A blog to keep current on MPIRG'S fight for social and environmental justice.

Friday, April 20, 2012

Making St Paul a Leader in Curbside Composting

How do we divert the consequences of waste while improving soil quality? The answer may be in your trash can.

Every day I see my peers throw away banana peels, apple cores, and tea bags, knowing that those organic materials will end up rotting in a landfill. Food scraps make up a significant portion of general waste in the U.S.; almost 14%. Those scraps not only add to the size of dumps, but when they rot they become a source of methane gas, an even more powerful pollutant than carbon dioxide. There is, however, a beneficial solution: composting.

Composting takes those food scraps, lets them decompose, and produces healthy, rich soil. Using compost improves backyard gardens, soil quality, food quality, and recycles food products naturally. So why do I still see people throwing away reusable food? Lack of education about organic decomposition and trash contributes, but the biggest barrier is lack of accessibility.
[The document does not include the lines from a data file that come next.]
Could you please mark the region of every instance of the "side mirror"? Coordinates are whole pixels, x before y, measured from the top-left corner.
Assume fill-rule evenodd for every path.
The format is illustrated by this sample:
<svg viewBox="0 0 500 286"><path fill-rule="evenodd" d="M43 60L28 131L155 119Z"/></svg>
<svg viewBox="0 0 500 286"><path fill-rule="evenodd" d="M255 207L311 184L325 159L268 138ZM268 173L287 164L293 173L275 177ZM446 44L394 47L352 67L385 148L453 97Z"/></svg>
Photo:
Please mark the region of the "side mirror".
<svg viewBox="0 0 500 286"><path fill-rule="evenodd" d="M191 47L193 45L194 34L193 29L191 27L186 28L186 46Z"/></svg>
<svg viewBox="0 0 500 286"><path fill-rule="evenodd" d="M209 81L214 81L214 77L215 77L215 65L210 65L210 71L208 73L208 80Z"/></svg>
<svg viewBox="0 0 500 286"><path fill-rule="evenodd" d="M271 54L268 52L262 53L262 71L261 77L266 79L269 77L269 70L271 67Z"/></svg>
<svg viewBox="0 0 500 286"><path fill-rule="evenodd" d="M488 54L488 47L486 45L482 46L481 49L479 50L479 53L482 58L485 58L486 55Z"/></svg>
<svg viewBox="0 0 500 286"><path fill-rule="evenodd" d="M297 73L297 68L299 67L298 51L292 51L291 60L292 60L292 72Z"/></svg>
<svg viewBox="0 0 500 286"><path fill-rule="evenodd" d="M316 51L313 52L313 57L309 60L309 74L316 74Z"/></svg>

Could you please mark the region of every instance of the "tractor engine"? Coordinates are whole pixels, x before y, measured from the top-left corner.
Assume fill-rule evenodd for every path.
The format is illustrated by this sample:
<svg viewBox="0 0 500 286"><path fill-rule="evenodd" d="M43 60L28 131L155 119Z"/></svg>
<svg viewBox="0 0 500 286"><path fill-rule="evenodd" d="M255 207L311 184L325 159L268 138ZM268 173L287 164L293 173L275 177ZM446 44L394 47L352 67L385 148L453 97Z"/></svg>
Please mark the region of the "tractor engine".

This is where curbside composting comes in.

San Francisco started it, now Boulder, Seattle, and most recently the city of Portland have it, and so should St Paul. St Paul has a goal of becoming a zero waste city by 2020, as does San Francisco, but we can’t achieve that without implementing a citywide curbside composting program. San Francisco realized that when they mandated curbside composting in 1996, and in the sixteen years since, they have reduced their waste production by 30% per month, and composted more than one million tons of organic waste. St Paul could lead the Midwest by introducing a system to collect compost from homes and businesses on a citywide level.

The same policy that introduced St Paul’s recycling program also indicated the city would introduce a composting program at some point. Trial programs in the Macalester Groveland and Linden Hills neighborhoods have already received positive responses; all we need now is support from groups like MPIRG to achieve this goal and blaze a trail for other cities in Minnesota and across the U.S. to follow suit.